J Viral Hepat. 2018 Feb;25(2):126-133. doi: 10.1111/jvh.12783. Epub 2017 Oct 4.
The study aimed to evaluate the effects of baseline hepatitis C virus (HCV) nonstructural protein 5A (NS5A) resistance-associated substitutions (RASs) on sustained virologic response to ledipasvir (LDV)-containing regimens in the absence of sofosbuvir (SOF) in patients with HCV genotype (GT) 1 infection across 6 phase 2 clinical studies. We analysed data from 1103 patients who received either LDV + vedroprevir (NS3 protease inhibitor) + tegobuvir (NS5B inhibitor) ± ribavirin or LDV + ribavirin + pegylated interferon. Population sequencing of HCV NS5A was performed at baseline and at virologic failure from patient plasma samples. Of 1045 patients with available baseline sequences, 747 (67.7%) had GT1a, and 298 (26.9%) had GT1b infection. The overall prevalence of NS5A RASs at baseline was 9.4%; 7.6% (57/747) and 13.8% (41/298) of patients with GT1a and GT1b infection, respectively.

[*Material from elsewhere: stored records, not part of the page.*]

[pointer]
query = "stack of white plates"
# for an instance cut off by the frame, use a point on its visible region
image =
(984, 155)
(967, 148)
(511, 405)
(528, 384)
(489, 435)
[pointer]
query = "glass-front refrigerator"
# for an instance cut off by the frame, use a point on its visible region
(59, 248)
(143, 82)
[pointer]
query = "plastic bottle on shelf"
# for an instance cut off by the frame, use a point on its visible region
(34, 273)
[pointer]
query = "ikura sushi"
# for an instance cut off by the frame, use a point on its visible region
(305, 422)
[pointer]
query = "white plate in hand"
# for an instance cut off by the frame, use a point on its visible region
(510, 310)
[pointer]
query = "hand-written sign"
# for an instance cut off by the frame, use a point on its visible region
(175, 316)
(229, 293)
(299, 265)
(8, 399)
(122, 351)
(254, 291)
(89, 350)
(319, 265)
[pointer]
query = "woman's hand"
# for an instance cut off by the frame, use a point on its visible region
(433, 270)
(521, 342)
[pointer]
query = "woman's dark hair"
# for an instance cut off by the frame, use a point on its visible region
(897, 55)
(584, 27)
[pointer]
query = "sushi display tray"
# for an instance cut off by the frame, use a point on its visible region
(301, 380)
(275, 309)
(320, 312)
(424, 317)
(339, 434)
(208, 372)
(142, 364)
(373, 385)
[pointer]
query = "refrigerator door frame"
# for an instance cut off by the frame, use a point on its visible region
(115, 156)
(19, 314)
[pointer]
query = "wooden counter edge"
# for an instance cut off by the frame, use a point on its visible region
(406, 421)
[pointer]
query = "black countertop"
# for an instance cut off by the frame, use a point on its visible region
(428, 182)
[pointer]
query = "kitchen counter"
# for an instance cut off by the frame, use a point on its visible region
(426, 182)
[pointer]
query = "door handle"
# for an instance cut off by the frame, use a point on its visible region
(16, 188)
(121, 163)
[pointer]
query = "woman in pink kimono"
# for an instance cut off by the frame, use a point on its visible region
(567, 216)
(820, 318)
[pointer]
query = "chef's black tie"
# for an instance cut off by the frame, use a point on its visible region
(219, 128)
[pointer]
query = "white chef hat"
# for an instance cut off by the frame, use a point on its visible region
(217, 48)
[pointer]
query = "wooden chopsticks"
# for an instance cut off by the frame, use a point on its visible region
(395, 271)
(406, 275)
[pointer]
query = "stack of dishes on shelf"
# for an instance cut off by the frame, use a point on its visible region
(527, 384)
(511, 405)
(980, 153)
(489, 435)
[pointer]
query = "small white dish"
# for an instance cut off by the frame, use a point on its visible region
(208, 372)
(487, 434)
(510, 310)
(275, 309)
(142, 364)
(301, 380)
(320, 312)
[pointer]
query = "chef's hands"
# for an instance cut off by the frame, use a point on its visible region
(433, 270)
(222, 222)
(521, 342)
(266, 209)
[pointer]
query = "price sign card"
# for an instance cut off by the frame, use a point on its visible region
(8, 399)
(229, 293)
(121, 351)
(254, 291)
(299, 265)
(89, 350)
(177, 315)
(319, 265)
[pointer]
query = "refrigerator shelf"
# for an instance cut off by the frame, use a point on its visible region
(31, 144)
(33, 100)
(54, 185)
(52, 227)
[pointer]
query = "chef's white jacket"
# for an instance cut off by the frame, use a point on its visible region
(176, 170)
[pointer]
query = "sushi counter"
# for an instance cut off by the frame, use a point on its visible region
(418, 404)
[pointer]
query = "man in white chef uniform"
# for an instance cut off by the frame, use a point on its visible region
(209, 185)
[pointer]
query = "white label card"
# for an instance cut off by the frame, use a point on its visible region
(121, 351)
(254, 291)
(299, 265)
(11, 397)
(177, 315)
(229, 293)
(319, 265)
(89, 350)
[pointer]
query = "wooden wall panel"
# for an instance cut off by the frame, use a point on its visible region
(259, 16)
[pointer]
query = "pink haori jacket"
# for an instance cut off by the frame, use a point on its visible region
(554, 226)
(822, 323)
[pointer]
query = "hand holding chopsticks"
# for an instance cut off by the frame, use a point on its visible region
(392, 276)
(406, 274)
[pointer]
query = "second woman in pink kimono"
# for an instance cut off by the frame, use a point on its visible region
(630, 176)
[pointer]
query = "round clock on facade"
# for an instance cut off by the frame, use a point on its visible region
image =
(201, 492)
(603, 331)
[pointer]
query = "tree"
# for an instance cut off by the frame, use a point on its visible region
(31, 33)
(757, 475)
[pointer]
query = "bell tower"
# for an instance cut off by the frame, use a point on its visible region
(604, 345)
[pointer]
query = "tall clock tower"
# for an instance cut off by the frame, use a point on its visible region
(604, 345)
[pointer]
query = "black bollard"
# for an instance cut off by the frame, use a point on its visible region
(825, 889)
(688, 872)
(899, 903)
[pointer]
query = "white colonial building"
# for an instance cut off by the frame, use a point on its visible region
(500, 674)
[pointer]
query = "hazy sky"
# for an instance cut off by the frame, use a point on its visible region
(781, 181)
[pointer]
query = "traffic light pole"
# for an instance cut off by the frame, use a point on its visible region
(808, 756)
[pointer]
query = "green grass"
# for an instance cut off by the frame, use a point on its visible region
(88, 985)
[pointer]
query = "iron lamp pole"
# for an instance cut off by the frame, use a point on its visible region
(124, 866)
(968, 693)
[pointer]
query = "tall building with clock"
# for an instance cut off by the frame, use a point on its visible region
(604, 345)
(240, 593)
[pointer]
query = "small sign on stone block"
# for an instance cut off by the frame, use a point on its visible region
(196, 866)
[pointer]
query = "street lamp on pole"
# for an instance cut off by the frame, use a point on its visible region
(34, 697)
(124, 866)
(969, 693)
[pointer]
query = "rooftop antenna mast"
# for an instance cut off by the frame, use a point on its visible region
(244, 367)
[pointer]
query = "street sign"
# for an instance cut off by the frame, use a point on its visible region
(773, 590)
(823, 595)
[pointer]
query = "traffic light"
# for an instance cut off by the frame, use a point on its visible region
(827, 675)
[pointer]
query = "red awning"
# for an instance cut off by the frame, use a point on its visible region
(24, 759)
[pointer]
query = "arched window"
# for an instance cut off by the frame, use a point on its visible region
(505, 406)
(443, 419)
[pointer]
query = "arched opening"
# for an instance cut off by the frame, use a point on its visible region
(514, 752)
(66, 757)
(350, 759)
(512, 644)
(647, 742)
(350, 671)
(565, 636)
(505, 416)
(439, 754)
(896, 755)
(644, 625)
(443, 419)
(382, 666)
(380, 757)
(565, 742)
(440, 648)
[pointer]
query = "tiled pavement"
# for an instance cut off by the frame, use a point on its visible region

The majority of GT1a-infected patients with NS5A RASs at baseline had a single NS5A RAS (78.9%) at NS5A positions K24R, M28T, Q30H/L, L31M and Y93H/N/C/S. The spectrum of NS5A RASs detected in GT1b patients was much less diverse compared to GT1a patients, with all patients harbouring a single NS5A RAS either L31M or Y93H/C. For patients treated with LDV-containing regimens in the absence of SOF, the presence of baseline NS5A RASs was associated with low SVR rates. In patients with virologic failure, nearly all had either pre-existing and/or emergent NS5A RASs: 287/287 (100%) and 40/42 (95.2%) patients with GT1a and GT1b infection, respectively. Three novel NS5A substitutions were identified as emergent NS5A RASs: K26E and S38F in GT1a; and L31I in GT1b. In conclusion, the presence of NS5A RASs at baseline reduced the SVR rate in patients treated with LDV in combination vedroprevir + tegobuvir ± ribavirin or ribavirin + pegylated interferon. Virologic failure was associated with the detection of NS5A RASs in nearly all patients. These results suggest that the resistance barrier may differ depending on HCV drug combination and may be more important than that of the individual DAAs.
该研究旨在通过6项2期临床研究,评估丙型肝炎病毒(HCV)基因型(GT)1感染患者在无索磷布韦(SOF)情况下,基线丙型肝炎病毒非结构蛋白5A(NS5A)耐药相关置换(RASs)对含来迪派韦(LDV)方案持续病毒学应答的影响。我们分析了1103例接受LDV + 维帕他韦(NS3蛋白酶抑制剂)+ 替比夫定(NS5B抑制剂)± 利巴韦林或LDV + 利巴韦林 + 聚乙二醇干扰素治疗患者的数据。在基线和病毒学失败时,对患者血浆样本进行HCV NS5A群体测序。在1045例有可用基线序列的患者中,747例(67.7%)为GT1a感染,298例(26.9%)为GT1b感染。基线时NS5A RASs的总体患病率为9.4%;GT1a和GT1b感染患者中分别为7.6%(57/747)和13.8%(41/298)。基线时存在NS5A RASs的大多数GT1a感染患者在NS5A的K24R、M28T、Q30H/L、L31M和Y93H/N/C/S位点有单个NS5A RAS(78.9%)。与GT1a患者相比,GT1b患者中检测到的NS5A RASs谱更单一,所有患者均有单个NS5A RAS,即L31M或Y93H/C。对于在无SOF情况下接受含LDV方案治疗的患者,基线NS5A RASs的存在与低SVR率相关。在病毒学失败的患者中,几乎所有患者都有既往存在和/或新出现的NS5A RASs:GT1a和GT1b感染患者分别为287/287(100%)和40/42(95.2%)。三个新的NS5A置换被鉴定为新出现的NS5A RASs:GT1a中的K26E和S38F;GT1b中的L31I。总之,基线时NS5A RASs的存在降低了接受LDV联合维帕他韦 + 替比夫定 ± 利巴韦林或利巴韦林 + 聚乙二醇干扰素治疗患者的SVR率。病毒学失败与几乎所有患者中检测到NS5A RASs相关。这些结果表明,耐药屏障可能因HCV药物组合而异,可能比单个直接抗病毒药物更重要。